I'm attaching below a draft annual report to the IUCr executive for
2008.  If anybody thinks I've missed something important, please let
me know as soon as possible as the deadline is tomorrow (24th May).

James.
=====================
COMCIFS report 2008

The central event for COMCIFS this year was the Osaka congress, where
two closed meetings and one microsymposium were held. New standards
for writing CIF dictionaries (DDLm and dREL) were accepted in draft
form at the meeting, subject to some technical refinements. DDLm
represents a merging and enhancement of the original dictionary
languages (DDL1 and DDL2). The new standards will, among other things,
permit more modularity in dictionary construction and allow
mathematical relationships between CIF data items to be expressed in a
way that permits fully automated calculation of derived values.

imgCIF and the associated Crystallographic Binary Format (CBF) once
again saw significant activity in 2008, including roundtable technical
discussions with manufacturers and software developers during the
Osaka congress. CBF is seeing increasing takeup, with manufacturers
providing or developing CBF support for their detectors now including
Pilatus, ADSC, Rayonix and Rigaku. Software support for CBF is also
improving, with MOSFLM, ADXV and XDS all supporting CBF input.
Following work at a number of laboratories this year, programming
libraries for CBF support now exist in all major programming languages
used in handling diffraction images.

While technical development has been the focus of activity during the
year, dictionaries also continue to be maintained and upgraded. An
updated core CIF dictionary (version 2.4) was released in April,
representing the culmination of several years' work. Following the
publication of Volume A1 of International Tables, G. Madariaga is
leading a group which will resume work on updating and expanding the
symmetry CIF dictionary to include the information in the new volume.

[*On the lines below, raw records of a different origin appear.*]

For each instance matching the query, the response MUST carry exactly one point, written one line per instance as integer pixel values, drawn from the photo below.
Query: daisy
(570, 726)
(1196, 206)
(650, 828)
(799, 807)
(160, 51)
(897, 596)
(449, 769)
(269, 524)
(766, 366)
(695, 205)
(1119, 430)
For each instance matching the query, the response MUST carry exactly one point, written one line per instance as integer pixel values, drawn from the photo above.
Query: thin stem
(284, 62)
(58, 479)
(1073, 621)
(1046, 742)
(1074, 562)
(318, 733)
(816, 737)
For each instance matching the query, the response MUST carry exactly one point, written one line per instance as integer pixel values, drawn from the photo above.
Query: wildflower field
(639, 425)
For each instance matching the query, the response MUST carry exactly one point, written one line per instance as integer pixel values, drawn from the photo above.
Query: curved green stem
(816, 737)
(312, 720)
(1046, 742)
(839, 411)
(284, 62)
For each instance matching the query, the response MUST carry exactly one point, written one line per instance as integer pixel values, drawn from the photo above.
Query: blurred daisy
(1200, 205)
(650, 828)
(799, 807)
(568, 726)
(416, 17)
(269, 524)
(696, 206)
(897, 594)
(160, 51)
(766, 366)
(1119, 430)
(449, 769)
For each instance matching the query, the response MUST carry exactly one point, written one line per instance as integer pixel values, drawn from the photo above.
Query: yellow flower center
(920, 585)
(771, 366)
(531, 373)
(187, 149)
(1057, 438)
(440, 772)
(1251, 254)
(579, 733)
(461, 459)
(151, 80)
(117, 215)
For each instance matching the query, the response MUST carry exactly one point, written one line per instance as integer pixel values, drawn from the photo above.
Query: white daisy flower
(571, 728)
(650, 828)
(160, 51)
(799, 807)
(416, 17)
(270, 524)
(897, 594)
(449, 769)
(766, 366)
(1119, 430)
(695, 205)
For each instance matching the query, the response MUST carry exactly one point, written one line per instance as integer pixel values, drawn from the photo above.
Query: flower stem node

As other scientific disciplines and organisations begin to tackle the
problem of data portability and archiving, interoperability of CIF
with other data frameworks is becoming important. NeXuS is a framework
for raw data storage which has seen broad adoption in X-ray and
neutron facilities. Working links with the NeXuS community were
established this year, including a presentation to the NeXuS advisory
committee (the equivalent of COMCIFS). Discussions on how best to
interoperate are ongoing. COMCIFS have also established a working
group to explore how CIF, and particularly mmCIF, might interact with
the Open Biomedical Ontologies project (OBO), which aims to codify
concepts and relationships in biological and medical fields.

The Osaka meeting also saw a changing of the guard, with N. Spadaccini
and myself replacing outgoing members H. Berman, S. R. Hall, G.
Madariaga and I. D. Brown. I. D. Brown also stepped down as Chair
after 15 years of dedicated service, for which I would like to thank
him on behalf of the committee.

James Hester.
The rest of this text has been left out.